L’iter va avanti, quindi, il consiglio d’amministrazione della società che per il 61% è ancora del Comune e perciò dei cittadini, convocato per lunedì 26 febbraio, dovrà decidere il da farsi. Dagli ultimi annunci a oggi non sappiamo ancora qual è il contenuto del bando ma scopriamo che il finanziamento non è una possibilità bensì una cosa ormai praticamente definita.

Chi presterà le garanzie? La Capo d’Anzio ha debiti e criticità che Igea banca – ma basta chiunque sappia leggere minimamente i bilanci – conosce bene. Il Comune, che ha già passato i suoi guai con la fidejussione concessa alla Banca Popolare del Lazio e restituita, in teoria non può dare garanzie. Sempre dal “Granchio” leggiamo che “Come garanzia la Capo d’Anzio darebbe gli attuali posti barca esistenti all’interno del bacino portuale“.  Passiamo dal dover fare il porto a “impegnare” quello che già esiste… Un po’ come quando Acqualatina prese un mutuo con la Depfa bank e alcuni Comuni diedero in pegno le loro quote della società.

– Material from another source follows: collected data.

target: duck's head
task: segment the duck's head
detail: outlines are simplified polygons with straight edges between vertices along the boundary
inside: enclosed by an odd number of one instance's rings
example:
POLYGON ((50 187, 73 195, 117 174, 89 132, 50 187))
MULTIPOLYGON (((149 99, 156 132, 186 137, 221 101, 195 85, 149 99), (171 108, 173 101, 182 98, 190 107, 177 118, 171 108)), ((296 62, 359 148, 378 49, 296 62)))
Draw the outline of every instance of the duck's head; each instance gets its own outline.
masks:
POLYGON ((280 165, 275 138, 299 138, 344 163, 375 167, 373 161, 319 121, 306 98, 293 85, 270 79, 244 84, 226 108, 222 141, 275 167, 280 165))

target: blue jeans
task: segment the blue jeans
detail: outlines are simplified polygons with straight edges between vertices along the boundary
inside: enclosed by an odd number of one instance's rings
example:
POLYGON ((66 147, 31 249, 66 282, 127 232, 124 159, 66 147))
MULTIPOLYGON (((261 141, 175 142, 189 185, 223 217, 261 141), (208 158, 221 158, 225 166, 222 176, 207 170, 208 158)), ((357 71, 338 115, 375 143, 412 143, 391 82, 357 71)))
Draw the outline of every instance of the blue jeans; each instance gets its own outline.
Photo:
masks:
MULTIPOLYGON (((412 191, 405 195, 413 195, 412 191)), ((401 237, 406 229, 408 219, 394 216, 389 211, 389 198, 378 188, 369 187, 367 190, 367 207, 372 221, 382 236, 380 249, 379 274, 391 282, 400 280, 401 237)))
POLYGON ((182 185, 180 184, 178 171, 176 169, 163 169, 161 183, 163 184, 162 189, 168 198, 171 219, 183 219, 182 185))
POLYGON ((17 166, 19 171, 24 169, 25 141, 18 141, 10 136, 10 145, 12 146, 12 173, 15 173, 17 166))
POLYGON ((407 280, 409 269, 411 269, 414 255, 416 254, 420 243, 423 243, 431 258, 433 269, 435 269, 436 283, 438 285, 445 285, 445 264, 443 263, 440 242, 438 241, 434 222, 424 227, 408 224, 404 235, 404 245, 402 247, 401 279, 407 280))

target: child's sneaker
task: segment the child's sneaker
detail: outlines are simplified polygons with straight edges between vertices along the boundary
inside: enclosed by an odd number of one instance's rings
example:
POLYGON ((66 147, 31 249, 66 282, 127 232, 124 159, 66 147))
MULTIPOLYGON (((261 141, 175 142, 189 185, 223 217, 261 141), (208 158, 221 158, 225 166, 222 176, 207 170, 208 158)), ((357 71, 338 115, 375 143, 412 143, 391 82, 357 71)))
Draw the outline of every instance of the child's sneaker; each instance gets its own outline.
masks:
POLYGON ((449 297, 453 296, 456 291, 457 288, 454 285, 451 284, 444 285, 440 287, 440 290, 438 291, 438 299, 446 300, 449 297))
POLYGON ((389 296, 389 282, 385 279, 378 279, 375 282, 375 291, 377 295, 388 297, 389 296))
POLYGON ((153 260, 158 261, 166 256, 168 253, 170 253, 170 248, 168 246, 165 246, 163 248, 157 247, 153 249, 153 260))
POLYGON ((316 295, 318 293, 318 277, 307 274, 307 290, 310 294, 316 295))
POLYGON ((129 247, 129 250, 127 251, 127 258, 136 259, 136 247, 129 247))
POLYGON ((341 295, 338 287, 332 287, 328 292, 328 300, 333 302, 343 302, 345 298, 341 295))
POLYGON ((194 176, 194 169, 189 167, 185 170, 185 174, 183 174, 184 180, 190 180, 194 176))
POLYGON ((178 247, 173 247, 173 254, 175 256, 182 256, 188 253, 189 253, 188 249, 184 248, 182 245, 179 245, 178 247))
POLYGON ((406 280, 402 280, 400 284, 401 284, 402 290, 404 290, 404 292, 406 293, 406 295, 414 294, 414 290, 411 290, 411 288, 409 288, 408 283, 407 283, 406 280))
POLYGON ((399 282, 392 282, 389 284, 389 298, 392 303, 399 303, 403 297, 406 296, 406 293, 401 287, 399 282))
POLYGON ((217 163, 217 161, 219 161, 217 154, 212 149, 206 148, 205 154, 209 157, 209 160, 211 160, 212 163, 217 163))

Ecco, fateci capire: è così? E chi lo ha deciso?  Ma prima ancora – pur apprezzando il lavoro e la presenza mediatica del presidente Ugo Marchetti –  è il nostro rappresentante del 61% di quote pubbliche a dover fornire qualche spiegazione. Vale a dire il sindaco, Luciano Bruschini. Che continua a sottrarsi non con chi scrive, ma con i cittadini. Lui che prometteva incontri da Sacida al centro e si limita a parlare di porto con pochi e selezionati interlocutori.

Allora, come sempre, chiedere è obbligo e rispondere è cortesia. Questo spazio è a disposizione, può usarne altri se vorrà, le domande sono queste:

  1. Qual è la situazione dei conti della Capo d’Anzio? Si ha un quadro almeno di massima sul bilancio 2017?
  2. E’ vero che è stato sottoscritto un piano di rientro dei canoni demaniali mai versati?
  3. Se sì, cosa prevede e abbiamo iniziato a pagare o non?
  4. Al di là della disponibilità della banca, la società può sopportare un indebitamento di altri 10 milioni di euro?
  5.  Quali rischi corre il Comune contraendo un prestito del genere se il progetto non si realizza?
  6.  E’ vero, come si dice negli ambienti, che la garanzia è pronta a fornirla il socio privato della Capo d’Anzio, quel Marconi che il sindaco avrebbe “cacciato, parola d’onore” e con il quale ha poi firmato la “road map” per arrivare alla realizzazione del porto?
  7.  Se così fosse, la garanzia di Marconi come inciderà qualora il Tribunale – al quale ci si è rivolti tardi, tenendo il parere di Cancrini nei cassetti – decidesse che il Comune aveva prelazione nella cessione delle quote di “Italia Navigando“?
  8.  E’ così difficile rendere noto ai cittadini, sempre proprietari del 61% delle quote, il contenuto del bando? O è l’ennesima sorpresa elettorale, dopo quelle proposte nel 2003, 2008 e 2013?
  9. Che fine ha fatto il contenzioso con le cooperative degli ormeggiatori?
  10. Qual è la situazione della Capo d’Anzio rispetto alla cosiddetta “legge Madia” sulle partecipate?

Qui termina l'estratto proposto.